1. Field of the Invention
The present invention relates to the art of automatic transmission for a vehicle, and more particularly, to a system for controlling the switching over of speed stages of the automatic transmission.
2. Description of the Prior Art
As an automatic transmission for a vehicle of a relatively high quality type there is known a transmission including two transmission units connected in series, each transmission unit being independently operable to provide a plurality of gear ratios according to switching over of operation of servo actuators incorporated therein, so that a large number of speed stages are available for the total transmission with fine increments of gear ratios. (e.g. Japanese Patent Laying-open Publication No. 57-37140 (1982))
In such a transmission the control of timing is more important in the switching over of operation of the servo actuators for shifting speed stages, because in the upshifting from a certain speed stage to a next higher speed stage a first transmission unit is shifted up while a second transmission unit is shifted down so that the balance of the two changes of gear ratio provides a relatively small increment of the total gear ratio, and therefore, if the shifting down of the second transmission unit precedes the shifting up of the first transmission unit, the transmission is shifted, although temporarily, in the shifting direction opposite to the desired shifting direction.
In view of such requirements it has been proposed in U.S. Pat. No. 4,727,772 corresponding to Japanese Patent Laying-open Publication No. 62-31741 (1987) to control the switching over of operation of the servo actuators in the first and the second transmission unit in coordination with one another. The coordination herein proposed is performed by detecting rotational speed of those rotational members in the first and the second transmission unit which are braked from rotating state toward stoppage or put into rotation from braked state for the switching over of speed stages and by adjusting the operation of the servo actuators in the first and the second transmission unit in accordance with the detected rotational speed of those rotational members so that the respective switching over operations of the first and the second transmission unit are terminated at the same time point.

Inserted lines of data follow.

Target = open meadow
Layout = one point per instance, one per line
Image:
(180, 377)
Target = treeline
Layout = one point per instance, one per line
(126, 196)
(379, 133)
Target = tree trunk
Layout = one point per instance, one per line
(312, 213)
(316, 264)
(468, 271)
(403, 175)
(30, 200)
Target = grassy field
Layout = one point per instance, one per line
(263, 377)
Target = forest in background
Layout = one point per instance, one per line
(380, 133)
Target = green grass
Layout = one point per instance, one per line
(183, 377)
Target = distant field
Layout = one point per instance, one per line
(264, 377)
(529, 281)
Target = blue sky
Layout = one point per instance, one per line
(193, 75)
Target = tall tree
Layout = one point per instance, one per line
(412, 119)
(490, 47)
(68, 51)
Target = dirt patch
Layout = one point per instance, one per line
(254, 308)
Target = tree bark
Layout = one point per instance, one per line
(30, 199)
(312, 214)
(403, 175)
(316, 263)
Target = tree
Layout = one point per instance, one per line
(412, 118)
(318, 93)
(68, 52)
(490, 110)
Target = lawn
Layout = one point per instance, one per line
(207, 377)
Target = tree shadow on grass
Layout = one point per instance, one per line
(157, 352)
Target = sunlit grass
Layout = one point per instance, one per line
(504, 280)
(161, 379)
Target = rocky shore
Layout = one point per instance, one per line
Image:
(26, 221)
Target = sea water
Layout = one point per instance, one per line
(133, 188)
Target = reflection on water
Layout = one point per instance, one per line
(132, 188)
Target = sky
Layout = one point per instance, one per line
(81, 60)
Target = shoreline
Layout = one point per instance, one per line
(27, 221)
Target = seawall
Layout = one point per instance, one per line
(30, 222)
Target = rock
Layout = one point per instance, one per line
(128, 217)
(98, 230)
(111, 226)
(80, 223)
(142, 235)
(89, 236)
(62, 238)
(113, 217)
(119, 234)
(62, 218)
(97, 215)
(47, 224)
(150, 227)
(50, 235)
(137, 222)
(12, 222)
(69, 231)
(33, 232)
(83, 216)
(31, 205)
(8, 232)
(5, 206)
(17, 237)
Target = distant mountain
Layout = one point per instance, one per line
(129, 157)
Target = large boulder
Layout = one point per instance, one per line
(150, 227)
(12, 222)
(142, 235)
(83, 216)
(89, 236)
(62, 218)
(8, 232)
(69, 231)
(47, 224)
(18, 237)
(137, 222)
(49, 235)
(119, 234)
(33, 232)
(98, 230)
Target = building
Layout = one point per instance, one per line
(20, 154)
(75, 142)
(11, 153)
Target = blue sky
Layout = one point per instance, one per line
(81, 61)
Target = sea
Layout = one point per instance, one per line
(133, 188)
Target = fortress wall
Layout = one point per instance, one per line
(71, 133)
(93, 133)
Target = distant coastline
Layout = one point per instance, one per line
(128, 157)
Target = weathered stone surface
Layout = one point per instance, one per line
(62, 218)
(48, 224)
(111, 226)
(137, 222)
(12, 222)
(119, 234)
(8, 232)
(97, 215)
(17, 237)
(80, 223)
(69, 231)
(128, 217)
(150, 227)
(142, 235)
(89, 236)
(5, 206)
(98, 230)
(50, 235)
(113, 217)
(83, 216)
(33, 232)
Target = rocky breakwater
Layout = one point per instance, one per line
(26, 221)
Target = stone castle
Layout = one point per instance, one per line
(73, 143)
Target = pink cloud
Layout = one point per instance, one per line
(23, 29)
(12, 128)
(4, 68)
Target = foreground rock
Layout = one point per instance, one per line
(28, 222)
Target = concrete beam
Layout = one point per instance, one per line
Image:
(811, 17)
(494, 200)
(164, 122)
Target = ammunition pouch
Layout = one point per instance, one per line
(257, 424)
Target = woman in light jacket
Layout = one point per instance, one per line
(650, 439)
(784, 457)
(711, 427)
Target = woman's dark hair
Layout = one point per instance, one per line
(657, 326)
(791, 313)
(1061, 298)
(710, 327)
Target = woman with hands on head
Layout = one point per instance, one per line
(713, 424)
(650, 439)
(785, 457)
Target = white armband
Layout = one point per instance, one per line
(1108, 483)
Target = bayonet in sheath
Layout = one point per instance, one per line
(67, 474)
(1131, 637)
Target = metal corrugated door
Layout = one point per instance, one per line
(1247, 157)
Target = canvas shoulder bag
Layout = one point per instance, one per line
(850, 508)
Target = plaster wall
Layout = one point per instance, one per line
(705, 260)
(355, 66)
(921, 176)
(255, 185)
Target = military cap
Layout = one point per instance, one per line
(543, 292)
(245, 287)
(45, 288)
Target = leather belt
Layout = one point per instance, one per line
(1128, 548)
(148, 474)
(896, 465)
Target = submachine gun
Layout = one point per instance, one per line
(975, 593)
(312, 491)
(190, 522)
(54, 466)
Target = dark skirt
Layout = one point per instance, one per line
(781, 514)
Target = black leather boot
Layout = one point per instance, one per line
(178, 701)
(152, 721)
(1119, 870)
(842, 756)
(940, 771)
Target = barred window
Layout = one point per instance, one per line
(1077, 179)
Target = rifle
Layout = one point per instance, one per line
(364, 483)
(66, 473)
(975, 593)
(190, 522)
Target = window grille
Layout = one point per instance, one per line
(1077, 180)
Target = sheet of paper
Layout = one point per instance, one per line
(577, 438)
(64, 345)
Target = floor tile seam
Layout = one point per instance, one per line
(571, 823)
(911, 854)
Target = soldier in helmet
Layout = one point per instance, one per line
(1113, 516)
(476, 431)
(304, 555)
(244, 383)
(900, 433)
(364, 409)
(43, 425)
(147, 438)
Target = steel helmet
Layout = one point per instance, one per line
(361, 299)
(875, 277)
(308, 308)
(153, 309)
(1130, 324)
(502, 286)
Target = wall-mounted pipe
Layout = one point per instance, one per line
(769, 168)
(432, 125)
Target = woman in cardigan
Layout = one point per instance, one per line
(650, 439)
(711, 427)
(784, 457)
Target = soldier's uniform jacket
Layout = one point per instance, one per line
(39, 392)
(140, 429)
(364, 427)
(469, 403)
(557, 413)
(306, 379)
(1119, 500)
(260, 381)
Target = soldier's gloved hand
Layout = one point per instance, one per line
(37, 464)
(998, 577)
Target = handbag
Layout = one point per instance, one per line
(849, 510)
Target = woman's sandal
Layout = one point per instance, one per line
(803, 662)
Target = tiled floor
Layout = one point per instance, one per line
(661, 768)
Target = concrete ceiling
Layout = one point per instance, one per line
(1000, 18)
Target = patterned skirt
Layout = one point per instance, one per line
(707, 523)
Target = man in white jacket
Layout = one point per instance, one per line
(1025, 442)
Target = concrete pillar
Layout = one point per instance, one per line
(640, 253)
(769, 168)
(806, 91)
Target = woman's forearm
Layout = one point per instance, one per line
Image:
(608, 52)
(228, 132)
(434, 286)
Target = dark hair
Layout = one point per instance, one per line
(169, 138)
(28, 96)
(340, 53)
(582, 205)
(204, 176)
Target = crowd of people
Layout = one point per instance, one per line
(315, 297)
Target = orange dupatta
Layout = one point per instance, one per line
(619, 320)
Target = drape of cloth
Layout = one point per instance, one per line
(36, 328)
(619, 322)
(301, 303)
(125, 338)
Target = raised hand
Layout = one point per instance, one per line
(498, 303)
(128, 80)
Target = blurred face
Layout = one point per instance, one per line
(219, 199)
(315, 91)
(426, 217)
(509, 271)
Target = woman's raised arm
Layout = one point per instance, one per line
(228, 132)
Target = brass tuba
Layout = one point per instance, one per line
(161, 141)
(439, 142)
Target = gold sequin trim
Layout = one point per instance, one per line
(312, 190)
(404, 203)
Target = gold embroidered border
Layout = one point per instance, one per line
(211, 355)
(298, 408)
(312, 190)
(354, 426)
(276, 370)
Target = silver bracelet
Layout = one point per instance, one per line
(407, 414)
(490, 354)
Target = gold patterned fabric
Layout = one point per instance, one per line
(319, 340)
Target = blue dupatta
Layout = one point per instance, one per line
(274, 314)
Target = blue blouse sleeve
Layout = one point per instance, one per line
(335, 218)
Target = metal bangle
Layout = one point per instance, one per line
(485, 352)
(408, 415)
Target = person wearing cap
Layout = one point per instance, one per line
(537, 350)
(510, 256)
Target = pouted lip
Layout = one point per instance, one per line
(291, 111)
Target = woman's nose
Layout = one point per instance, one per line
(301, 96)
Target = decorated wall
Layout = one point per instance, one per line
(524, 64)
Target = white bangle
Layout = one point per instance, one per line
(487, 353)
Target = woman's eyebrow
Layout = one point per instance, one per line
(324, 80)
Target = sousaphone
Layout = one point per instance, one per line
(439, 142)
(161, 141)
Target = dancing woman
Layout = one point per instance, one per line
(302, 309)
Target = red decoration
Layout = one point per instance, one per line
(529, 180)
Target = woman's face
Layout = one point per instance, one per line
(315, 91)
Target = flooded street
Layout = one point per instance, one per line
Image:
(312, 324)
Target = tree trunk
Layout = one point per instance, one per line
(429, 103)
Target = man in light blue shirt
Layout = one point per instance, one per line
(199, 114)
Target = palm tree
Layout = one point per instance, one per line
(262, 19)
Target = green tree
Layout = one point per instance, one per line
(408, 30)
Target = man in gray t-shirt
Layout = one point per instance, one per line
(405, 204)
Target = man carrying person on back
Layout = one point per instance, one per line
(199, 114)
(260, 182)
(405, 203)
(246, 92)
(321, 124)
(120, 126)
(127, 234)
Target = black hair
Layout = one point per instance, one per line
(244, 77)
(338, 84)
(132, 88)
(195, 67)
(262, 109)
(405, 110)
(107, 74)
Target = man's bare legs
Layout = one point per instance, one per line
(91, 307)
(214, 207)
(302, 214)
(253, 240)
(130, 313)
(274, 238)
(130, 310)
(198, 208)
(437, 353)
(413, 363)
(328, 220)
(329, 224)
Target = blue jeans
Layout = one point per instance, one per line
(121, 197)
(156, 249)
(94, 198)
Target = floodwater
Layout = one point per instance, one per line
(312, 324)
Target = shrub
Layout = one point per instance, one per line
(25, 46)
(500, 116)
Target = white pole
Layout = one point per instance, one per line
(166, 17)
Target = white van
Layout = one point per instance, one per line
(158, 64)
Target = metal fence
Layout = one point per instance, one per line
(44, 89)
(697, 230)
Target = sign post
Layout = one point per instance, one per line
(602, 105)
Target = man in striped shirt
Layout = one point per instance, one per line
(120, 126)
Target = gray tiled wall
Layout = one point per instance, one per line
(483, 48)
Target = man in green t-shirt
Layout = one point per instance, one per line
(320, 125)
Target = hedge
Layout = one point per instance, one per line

However, according to the system disclosed in Japanese Patent Publication No. 62-31741 the speed stage shifting performance of the transmission will vary to a large extent, implying that the performance is therefore very unstable, according to small variations of vehicle operating conditions such as engine load and vehicle speed, because the total speed stage shifting performance is influenced by both of the fluctuations in the respective switching over operations of the two transmission units in a manner that a fluctuation in the switching over operation of one transmission unit induces a fluctuation in the switching over operation of the other transmission unit and vice versa so that the instability in the speed shifting of the transmission as a whole is at least doubled by a resonance of instabilities of the two transmission units. Particularly when the two transmission units are switched over in such a manner that one is shifted up thereby to decelerate the engine while the other is shifted down thereby to accelerate the engine, a slight difference in the progressing speed between the two in parallel proceeding switching over operations can cause a great difference in engine load and thereby in engine rotational speed according to which of the switching over of the two transmission units precedes, and therefore the speed change performance of the rotational members upon which the control of operation of the servo actuators is dependent is not constant from one speed change to the next. Therefore, the time required for the same shifting from a certain speed stage to a certain speed stage would vary largely according to slight variations in the vehicle operating conditions. Further, the difference between the time required for upshifting and that for downshifting between certain two speed stages would become too great to allow harmonization of the overall performance of the vehicle.